This morning I woke up thinking about the Sami people of Sweden and how I want to find out more about their history and current connection to politics and cultural rights. More on that later.
This American Life replayed an episode about a group in California that has been intentionally slimming its membership. You can find it here: "I know I am but what are you"
A classmate of mine this autumn made an interesting argument about the role of reparations many years after violent conflict during our course on "Transitional Justice". The timeline of transitional justice is debated and sometimes drawn out - for instance the Khmer Rouge trials got their start in Cambodia 30 years after the violence. She wrote on cases of the Caribbean states suing former colonizers. This followed on the news of the judgements in the U.K. to pay some of the victims' families of the Mau Mau, who suffered at the hands of British troops.
I have written about reparations on the blog before. In our quest to make up for past wrongs, at times it is a good idea for the U.S. to explore, not only monetary reparations - which this radio clip makes me doubt, but instead more symbolic acts or other types of restitution to acknowledge the U.S.'s violent history in regards to native groups and slavery.
If you listen to the above clip, let me know your thoughts. Having watched "The Wolf of Wall Street" the night before I pondered on the evil in many of us to seek money and manifest such greed on the backs of others.

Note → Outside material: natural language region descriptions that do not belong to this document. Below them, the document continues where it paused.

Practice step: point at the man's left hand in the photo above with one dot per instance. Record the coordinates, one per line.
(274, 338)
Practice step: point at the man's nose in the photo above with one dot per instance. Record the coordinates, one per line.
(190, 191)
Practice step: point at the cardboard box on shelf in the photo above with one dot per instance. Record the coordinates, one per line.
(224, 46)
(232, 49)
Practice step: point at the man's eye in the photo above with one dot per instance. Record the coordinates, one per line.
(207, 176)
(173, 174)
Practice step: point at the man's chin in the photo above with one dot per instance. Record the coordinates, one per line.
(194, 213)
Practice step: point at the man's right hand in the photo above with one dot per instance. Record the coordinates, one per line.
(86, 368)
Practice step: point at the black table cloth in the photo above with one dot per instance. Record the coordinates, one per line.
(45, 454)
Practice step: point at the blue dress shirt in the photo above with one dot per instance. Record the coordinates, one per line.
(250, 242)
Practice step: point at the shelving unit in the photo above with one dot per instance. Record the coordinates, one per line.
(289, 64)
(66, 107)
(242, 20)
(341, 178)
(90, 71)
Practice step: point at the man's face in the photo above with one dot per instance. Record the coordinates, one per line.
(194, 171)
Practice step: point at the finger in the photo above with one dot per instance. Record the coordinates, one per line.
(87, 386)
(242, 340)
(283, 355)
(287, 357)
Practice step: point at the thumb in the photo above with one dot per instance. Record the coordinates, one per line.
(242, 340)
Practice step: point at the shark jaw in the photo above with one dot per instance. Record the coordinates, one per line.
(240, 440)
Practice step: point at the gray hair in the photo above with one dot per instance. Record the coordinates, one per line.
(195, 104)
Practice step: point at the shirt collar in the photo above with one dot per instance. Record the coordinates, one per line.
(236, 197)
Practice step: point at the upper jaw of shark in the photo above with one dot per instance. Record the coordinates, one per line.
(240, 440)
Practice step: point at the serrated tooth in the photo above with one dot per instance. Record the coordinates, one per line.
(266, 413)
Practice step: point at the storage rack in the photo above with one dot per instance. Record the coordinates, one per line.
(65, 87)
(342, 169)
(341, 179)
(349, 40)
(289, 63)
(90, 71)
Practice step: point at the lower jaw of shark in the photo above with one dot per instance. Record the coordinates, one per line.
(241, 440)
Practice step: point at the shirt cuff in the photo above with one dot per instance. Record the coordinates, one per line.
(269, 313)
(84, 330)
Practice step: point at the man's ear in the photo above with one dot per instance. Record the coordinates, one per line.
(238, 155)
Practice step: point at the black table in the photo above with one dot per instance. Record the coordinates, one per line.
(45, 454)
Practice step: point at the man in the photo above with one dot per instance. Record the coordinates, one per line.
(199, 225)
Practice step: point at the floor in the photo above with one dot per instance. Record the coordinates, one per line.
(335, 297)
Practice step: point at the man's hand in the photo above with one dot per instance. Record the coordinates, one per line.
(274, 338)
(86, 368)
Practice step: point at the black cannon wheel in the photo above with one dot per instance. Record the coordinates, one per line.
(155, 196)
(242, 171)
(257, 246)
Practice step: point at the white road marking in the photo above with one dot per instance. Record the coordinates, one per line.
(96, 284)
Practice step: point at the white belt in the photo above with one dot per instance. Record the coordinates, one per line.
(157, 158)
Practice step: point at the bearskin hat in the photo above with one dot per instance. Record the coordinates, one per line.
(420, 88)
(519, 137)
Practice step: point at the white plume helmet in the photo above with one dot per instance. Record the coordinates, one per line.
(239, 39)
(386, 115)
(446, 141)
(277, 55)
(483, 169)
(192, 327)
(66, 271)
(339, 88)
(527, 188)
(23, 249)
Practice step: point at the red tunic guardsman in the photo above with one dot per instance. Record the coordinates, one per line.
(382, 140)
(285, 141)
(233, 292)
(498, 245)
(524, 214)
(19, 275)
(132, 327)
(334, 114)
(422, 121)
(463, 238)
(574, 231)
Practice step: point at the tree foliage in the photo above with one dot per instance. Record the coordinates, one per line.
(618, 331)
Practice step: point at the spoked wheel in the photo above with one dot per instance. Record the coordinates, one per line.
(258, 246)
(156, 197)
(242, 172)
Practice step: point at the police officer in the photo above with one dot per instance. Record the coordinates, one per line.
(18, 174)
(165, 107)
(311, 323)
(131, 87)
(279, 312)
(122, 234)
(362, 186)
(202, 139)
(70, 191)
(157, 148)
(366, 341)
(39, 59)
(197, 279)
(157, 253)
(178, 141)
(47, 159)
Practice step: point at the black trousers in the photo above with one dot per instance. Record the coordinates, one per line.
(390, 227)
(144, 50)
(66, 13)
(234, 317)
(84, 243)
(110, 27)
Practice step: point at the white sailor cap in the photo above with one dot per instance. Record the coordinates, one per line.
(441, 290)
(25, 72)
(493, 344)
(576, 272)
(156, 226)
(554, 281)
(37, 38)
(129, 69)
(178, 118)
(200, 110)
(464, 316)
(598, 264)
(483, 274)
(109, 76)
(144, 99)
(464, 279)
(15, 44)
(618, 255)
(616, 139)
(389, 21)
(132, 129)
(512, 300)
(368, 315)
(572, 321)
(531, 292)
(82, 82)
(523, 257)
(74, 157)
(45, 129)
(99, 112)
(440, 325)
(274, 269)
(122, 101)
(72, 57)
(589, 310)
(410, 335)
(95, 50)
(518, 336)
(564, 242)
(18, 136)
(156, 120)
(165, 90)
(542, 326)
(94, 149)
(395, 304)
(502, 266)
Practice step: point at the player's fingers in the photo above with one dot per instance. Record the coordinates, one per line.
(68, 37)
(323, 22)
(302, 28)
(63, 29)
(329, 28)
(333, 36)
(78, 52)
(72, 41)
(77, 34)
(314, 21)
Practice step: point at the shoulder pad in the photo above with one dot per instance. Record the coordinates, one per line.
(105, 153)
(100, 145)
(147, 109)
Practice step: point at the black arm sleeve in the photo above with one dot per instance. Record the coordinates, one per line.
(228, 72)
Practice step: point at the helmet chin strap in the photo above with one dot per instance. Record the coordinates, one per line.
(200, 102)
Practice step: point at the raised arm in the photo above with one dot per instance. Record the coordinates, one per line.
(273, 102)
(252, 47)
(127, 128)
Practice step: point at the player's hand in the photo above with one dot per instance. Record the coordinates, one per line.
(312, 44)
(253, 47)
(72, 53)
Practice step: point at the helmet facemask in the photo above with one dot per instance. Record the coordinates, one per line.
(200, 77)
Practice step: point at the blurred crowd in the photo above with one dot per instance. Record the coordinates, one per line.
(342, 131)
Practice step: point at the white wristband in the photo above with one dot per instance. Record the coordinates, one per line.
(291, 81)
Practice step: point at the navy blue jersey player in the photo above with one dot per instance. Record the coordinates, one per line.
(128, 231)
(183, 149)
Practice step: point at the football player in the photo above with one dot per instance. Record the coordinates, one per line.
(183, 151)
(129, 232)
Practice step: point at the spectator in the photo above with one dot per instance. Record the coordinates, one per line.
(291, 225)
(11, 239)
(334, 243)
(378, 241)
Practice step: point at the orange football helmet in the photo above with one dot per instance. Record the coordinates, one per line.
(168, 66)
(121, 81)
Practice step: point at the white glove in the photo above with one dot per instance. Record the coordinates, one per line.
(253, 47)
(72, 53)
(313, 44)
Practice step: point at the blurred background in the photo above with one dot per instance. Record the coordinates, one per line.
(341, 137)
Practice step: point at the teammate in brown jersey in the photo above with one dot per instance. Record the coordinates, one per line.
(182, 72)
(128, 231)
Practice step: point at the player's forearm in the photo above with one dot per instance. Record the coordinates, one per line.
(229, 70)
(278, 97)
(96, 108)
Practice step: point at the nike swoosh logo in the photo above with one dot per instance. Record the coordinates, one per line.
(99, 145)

While the Chukchansi council in the clip deny the monetary motivation behind their actions, the increase in the payoffs from the casino to the remaining (non-kicked out tribespeople) suggests otherwise.
Overall, the point of the This American Life piece that I took away is the way groups, probably all groups often spend lots of energy trying to decide who should or should not be a part of them. I see this in small and large ways in my life and group interactions, as well as in my academic study of groups, whether it be nations or communities. Us and them.